Por fuera, todo bien. La grieta es interior (me viene a la memoria la excelente secuencia en que Kate acaricia, antes de la intimidad, la cicatriz de su marido; una cicatriz que es metáfora evidente del accidente en la montaña). Después de esa segunda escena, un plano memorable. Desde dentro de la casa se nos muestra, a través de la cuadrícula del ventanal, a la pareja hablando en el jardín. Las líneas del marco los separan y, como en 'Ordet' (1955, Carl Theodor Dreyer) el tictac del reloj no deja de sonar. Ni siquiera es necesario oír sus voces. El hogar, desde dentro, los mira entristecido. El uso que hace Andrew Haigh de la alternancia de espacios internos y exteriores, del clima inglés, de los objetos reales y evocados (¿qué pesa más, un colgante de lujo o un tosco anillo de madera?), junto a una planificación exquisita y una verdadera sinfonía de miradas (la de él, huidiza; amarga y llena de matices la de ella), sitúan la cinta a gran altura. La selección de música y efectos sonoros es precisa y minuciosa. El punto de vista también es un acierto. Como en ‘Rebeca’ (1940, Alfred Hitchcock), miramos desde la protagonista femenina. Como en ‘Rebeca’, la sombra de la ex es alargada –aunque los mecanismos son distintos: si en Rebeca todo se sustentaba en un equívoco, en una falsa idealización, en ‘45 años’ (que bien pudiera haberse titulado ‘Katya’) persiste en Geoff el ideal–. Katya, de algún modo, es el reverso luminoso de Rebeca.

El guión es excelente aunque, en ocasiones, alguna línea –especialmente en boca de Kate– explicita demasiado. Hubiera deseado un poco más de ambigüedad. El texto tiene mucho, en mi opinión, del relato ‘Los muertos’, de James Joyce.

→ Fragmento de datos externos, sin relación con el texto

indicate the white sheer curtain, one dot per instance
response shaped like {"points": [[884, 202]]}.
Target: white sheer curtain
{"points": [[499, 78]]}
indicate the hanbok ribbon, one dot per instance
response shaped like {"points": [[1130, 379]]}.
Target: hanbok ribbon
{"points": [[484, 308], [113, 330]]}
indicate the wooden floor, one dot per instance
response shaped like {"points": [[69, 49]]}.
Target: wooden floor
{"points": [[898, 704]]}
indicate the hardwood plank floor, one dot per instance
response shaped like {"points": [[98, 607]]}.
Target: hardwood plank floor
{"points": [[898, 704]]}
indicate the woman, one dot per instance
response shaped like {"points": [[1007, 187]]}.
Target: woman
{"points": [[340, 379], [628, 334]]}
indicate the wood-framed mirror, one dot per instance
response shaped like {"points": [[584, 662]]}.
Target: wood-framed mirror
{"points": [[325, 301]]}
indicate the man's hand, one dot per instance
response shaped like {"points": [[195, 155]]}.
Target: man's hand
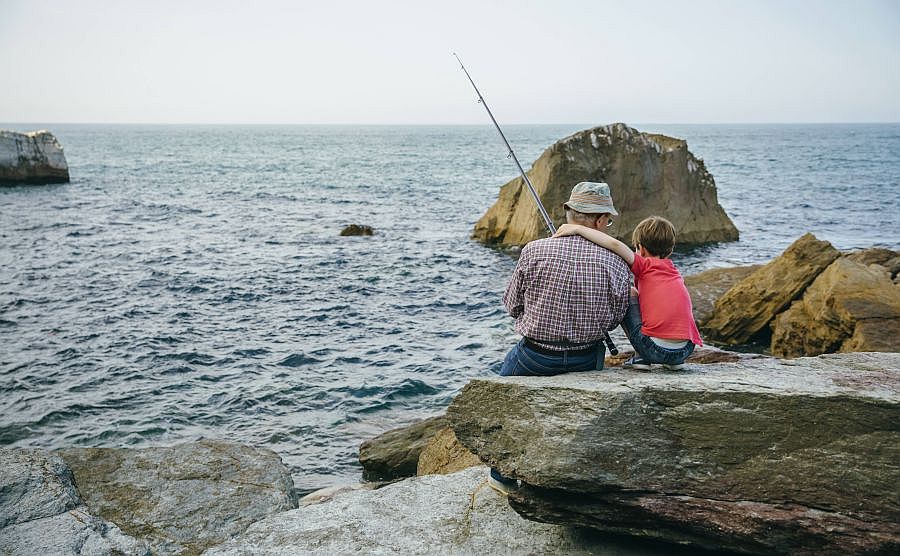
{"points": [[568, 230]]}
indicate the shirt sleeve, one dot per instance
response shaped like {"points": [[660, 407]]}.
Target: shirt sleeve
{"points": [[514, 296]]}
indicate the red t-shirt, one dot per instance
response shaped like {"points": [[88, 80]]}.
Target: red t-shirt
{"points": [[666, 309]]}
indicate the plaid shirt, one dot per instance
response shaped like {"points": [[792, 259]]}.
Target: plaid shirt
{"points": [[566, 291]]}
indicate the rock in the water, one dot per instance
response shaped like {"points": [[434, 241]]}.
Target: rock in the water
{"points": [[34, 157], [357, 230], [849, 307], [708, 286], [444, 455], [41, 512], [759, 456], [647, 174], [395, 453], [435, 514], [749, 306], [186, 497]]}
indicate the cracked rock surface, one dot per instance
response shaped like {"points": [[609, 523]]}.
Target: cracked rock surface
{"points": [[758, 456]]}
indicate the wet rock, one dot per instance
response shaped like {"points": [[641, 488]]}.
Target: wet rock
{"points": [[34, 157], [395, 453], [444, 455], [849, 307], [751, 304], [647, 174], [357, 230], [41, 512], [434, 514], [183, 498], [759, 456]]}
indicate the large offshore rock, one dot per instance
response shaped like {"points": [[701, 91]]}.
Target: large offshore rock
{"points": [[34, 157], [647, 174], [434, 514], [41, 512], [184, 498], [395, 453], [758, 456], [749, 306], [849, 307]]}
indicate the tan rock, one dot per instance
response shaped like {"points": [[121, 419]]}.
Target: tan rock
{"points": [[445, 455], [749, 306], [647, 174], [708, 286], [849, 307], [395, 453]]}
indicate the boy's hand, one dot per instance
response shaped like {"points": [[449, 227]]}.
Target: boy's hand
{"points": [[567, 230]]}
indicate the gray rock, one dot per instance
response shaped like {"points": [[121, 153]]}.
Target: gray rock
{"points": [[395, 453], [34, 157], [434, 514], [33, 484], [41, 512], [183, 498], [759, 456], [73, 532]]}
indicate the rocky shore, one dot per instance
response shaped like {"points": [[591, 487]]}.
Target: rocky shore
{"points": [[34, 157], [753, 456]]}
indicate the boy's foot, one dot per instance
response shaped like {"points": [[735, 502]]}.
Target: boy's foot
{"points": [[637, 364], [501, 484]]}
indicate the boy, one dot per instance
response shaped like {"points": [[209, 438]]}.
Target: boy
{"points": [[660, 321]]}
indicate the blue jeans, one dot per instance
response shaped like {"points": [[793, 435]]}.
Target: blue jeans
{"points": [[524, 361], [647, 349]]}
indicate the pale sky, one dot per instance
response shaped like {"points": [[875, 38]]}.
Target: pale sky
{"points": [[389, 62]]}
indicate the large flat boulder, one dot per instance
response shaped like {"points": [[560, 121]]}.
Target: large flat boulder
{"points": [[849, 307], [435, 514], [647, 174], [758, 456], [41, 512], [184, 498], [750, 305], [34, 157]]}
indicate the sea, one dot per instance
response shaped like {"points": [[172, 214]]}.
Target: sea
{"points": [[190, 282]]}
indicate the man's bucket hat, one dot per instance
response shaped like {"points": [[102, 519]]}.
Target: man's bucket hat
{"points": [[591, 198]]}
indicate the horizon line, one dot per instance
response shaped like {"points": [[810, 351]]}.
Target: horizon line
{"points": [[323, 124]]}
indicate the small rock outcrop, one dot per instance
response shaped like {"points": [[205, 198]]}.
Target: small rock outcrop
{"points": [[357, 230], [647, 174], [34, 157], [708, 286], [395, 453], [42, 513], [434, 514], [444, 455], [849, 307], [760, 456], [183, 498], [750, 305]]}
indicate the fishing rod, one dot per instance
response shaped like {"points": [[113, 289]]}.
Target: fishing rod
{"points": [[606, 339]]}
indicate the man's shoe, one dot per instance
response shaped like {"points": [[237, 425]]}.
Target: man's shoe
{"points": [[501, 484], [637, 364], [675, 367]]}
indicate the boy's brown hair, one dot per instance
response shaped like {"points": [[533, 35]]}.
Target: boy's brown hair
{"points": [[656, 235]]}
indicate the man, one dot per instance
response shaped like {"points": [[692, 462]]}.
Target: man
{"points": [[565, 292]]}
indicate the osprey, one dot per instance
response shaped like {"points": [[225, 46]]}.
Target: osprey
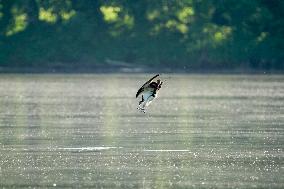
{"points": [[148, 91]]}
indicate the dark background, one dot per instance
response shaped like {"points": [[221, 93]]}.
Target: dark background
{"points": [[96, 35]]}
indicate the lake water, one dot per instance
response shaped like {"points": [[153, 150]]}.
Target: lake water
{"points": [[204, 131]]}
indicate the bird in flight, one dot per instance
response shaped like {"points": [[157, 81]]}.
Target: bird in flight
{"points": [[149, 92]]}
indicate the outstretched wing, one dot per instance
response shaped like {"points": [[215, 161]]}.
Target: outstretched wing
{"points": [[145, 84]]}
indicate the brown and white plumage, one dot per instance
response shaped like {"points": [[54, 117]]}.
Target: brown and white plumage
{"points": [[148, 91]]}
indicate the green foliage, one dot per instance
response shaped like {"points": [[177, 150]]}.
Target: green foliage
{"points": [[198, 34]]}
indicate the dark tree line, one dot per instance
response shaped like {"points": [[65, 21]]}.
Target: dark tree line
{"points": [[201, 34]]}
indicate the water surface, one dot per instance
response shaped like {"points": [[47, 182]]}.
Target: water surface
{"points": [[218, 131]]}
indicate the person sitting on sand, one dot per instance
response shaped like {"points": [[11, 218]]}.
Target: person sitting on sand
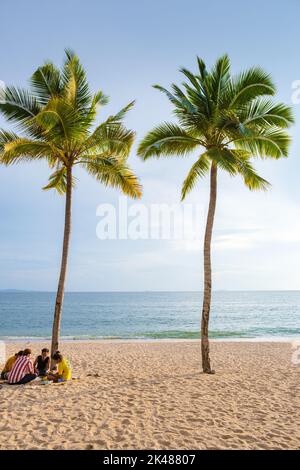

Un hecho (aquí una carta; allí una melodía) desencadena una tormenta emocional. El clima (la nieve, el hielo, el viento, el agua); la antigua pasión idealizada (personificada en Katya o Michael Furey), que no se sabe si es pasión por el otro o pasión por uno mismo junto al otro, en plenitud de facultades juveniles; el desencanto (mezcla de celos retrospectivos y tristeza) y la duda (¿qué lugar ocupamos en lo hondo de la vida de quien ha sido nuestro compañero –Geoff o Greta– desde tiempo inmemorial?); la decrepitud (aquí una cicatriz y un cuerpo que apenas si responde; allí una abuela cantarina) y la comprensión de que el nosotros no es más que construcción artificial.

Se ha hablado de que esta cinta tiene algo de Ingmar Bergman; para mí es demasiado inglesa como para ser escandinava. En cualquier caso la veo más cercana a ‘Saraband’ (2003) que a ‘Secretos de un matrimonio’ (1973), mujer muerta (Anna) incluida.
SPOILER: El resto de la crítica puede desvelar partes de la trama. Ver todo
spoiler:
La escena en la que reconocemos el sonido del proyector de diapositivas del inicio y quedan confrontadas la imagen de Katya y Kate en la pantalla, rebosa de emoción. El ser de carne y hueso desgastado frente a la imagen detenida e inasible. Una rival temible e imposible de alcanzar. “Mejor pasar audaz al otro mundo en el apogeo de una pasión que marchitarse consumido funestamente por la vida.” Y, si no ha de ser así, al menos conservar las apariencias.